Fortunately, I found Ipernity, which is the sort of community that I was looking for in Flickr. Perhaps Flickr used to be like that, but now - at least for me - it’s a pretty sterile environment with minimal engagement, and few technological advances in recent years.
Ipernity answers half my needs, but over the years I’ve been using Flickr as an on-line dumping ground for photographs, with over 4000 images that I don’t want to get rid of, and would like to have accessible on-line. I’ve had a career as an ‘IT guy’ so I’m fairly comfortable with software, if a bit rusty at writing my own, and I have a Mac Mini running as a multimedia server, so I decided to look at a self-hosted image gallery.
After trying out a few alternatives, I decided that Immich (https://immich.app) was going to meet my needs pretty well. After a bit of trial and error I got it running on the Mac, using Docker (https://www.docker.com) to take care of most of the installation and configuration. Once it was stable, I had a go at retrieving my photos from Flickr.
Flickr make it easy to get a copy of your images, but painful to port them elsewhere. For some reason, the site strips out all the useful EXIF metadata from the images and stores it separately. When you request your photos, Flickr processes for a few minutes or hours, and sends you a link to download a bunch of zip files, including a subdirectory of files in JSON format that relate to all the images in directories elsewhere.

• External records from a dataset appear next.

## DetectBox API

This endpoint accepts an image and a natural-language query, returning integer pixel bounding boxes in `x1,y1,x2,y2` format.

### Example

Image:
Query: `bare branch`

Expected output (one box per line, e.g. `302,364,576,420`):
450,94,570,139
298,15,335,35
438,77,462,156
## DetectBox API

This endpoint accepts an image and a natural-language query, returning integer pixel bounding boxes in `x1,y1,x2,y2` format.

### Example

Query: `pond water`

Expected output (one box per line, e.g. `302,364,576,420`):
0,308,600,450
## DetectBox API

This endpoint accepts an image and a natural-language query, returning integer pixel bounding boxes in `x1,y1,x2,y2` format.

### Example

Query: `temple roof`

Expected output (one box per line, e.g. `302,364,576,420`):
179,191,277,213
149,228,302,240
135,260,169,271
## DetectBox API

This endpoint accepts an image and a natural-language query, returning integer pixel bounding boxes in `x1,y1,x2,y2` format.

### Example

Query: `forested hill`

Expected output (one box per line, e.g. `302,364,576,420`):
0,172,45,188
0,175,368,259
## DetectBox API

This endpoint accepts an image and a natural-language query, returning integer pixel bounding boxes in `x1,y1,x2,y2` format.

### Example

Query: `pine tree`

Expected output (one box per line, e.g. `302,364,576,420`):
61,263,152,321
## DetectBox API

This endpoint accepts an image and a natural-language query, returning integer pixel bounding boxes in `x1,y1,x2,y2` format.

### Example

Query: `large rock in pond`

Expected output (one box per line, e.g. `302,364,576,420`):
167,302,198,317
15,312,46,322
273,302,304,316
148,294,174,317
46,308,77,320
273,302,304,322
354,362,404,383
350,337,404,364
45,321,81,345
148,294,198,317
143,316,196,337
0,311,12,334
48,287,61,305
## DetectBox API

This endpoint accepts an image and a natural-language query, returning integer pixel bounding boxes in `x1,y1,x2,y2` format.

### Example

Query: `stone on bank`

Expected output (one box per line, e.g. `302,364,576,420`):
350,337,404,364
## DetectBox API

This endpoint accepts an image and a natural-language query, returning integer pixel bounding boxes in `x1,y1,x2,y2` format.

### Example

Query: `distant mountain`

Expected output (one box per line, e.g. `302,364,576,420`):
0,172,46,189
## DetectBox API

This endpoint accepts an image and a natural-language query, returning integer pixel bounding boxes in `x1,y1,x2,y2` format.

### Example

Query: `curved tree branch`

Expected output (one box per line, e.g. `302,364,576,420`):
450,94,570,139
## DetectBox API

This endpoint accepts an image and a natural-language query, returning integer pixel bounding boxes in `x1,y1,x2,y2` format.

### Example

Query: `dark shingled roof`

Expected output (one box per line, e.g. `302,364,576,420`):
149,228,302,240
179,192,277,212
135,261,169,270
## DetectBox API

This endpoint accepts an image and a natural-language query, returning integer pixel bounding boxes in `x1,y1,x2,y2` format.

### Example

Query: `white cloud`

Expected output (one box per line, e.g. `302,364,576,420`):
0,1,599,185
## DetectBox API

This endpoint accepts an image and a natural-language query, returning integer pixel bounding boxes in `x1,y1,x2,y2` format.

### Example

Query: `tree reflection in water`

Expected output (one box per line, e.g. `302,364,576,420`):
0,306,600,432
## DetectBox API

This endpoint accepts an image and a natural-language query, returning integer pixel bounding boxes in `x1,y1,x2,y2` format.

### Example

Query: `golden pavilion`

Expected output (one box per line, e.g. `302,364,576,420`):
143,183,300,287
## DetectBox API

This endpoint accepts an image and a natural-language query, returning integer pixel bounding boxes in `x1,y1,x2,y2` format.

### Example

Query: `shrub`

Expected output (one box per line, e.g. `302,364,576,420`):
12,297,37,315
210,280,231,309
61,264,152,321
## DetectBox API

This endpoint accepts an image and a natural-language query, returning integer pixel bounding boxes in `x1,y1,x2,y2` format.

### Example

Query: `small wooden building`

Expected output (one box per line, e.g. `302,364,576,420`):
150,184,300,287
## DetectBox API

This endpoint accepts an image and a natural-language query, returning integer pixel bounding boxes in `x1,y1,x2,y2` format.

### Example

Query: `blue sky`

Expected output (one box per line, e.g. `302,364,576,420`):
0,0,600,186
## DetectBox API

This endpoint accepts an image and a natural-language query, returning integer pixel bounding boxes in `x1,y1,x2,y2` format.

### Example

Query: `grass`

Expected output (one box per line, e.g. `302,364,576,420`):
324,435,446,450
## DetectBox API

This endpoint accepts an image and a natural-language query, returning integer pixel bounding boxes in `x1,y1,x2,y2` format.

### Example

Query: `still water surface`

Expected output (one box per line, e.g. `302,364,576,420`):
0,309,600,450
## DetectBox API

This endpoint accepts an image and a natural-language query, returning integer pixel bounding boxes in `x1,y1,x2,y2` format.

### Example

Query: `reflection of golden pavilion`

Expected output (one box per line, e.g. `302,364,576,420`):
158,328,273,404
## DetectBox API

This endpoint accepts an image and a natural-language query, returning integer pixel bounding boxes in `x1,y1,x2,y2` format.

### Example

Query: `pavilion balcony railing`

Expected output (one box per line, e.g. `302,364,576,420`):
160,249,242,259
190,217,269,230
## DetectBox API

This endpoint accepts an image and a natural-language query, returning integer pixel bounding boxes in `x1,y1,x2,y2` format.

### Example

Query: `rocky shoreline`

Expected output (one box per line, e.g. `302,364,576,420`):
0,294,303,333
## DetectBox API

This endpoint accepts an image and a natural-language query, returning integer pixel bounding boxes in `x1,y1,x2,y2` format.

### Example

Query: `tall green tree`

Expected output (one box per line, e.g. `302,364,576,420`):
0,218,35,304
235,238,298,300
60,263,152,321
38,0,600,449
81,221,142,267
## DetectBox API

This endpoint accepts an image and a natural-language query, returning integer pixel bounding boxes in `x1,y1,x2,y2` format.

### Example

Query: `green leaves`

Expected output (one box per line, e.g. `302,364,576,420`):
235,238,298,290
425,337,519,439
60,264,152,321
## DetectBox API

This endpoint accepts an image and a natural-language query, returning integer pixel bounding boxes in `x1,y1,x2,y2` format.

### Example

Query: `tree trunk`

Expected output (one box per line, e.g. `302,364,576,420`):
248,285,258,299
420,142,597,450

With a bit of searching I found another open source utility called exfitool (https://exiftool.org) that manipulates the data, but it looked like it would take me quite a while to figure out how it works, and many hours to dust off my coding skills and write a program to merge everything. I decided to see if AI could help.
AI ‘chatbots’ and Large Language Models get a lot of well deserved bad press, but as a coding assistant they can be a huge timesaver. It took less than five minutes to describe what I wanted to the Claude AI (https://claude.ai/), with it asking a few clarification questions, after which it created nicely commented Python script that did the job flawlessly; even including a ‘dry run’ mode to test it before modifying any files.
My only outstanding problem is that the Flickr export mixes photographs from different albums into the export directories. There’s another JSON file that seems to contain the mapping, but with the time I’ve saved I’ve decided to restructure the albums manually and curate my collection a bit.
So, it turns out that self-hosting a Flickr alternative isn’t too tricky, and AI can really help in generating easy to follow instructions, and program code that would take a rusty human a lot of hours to get right.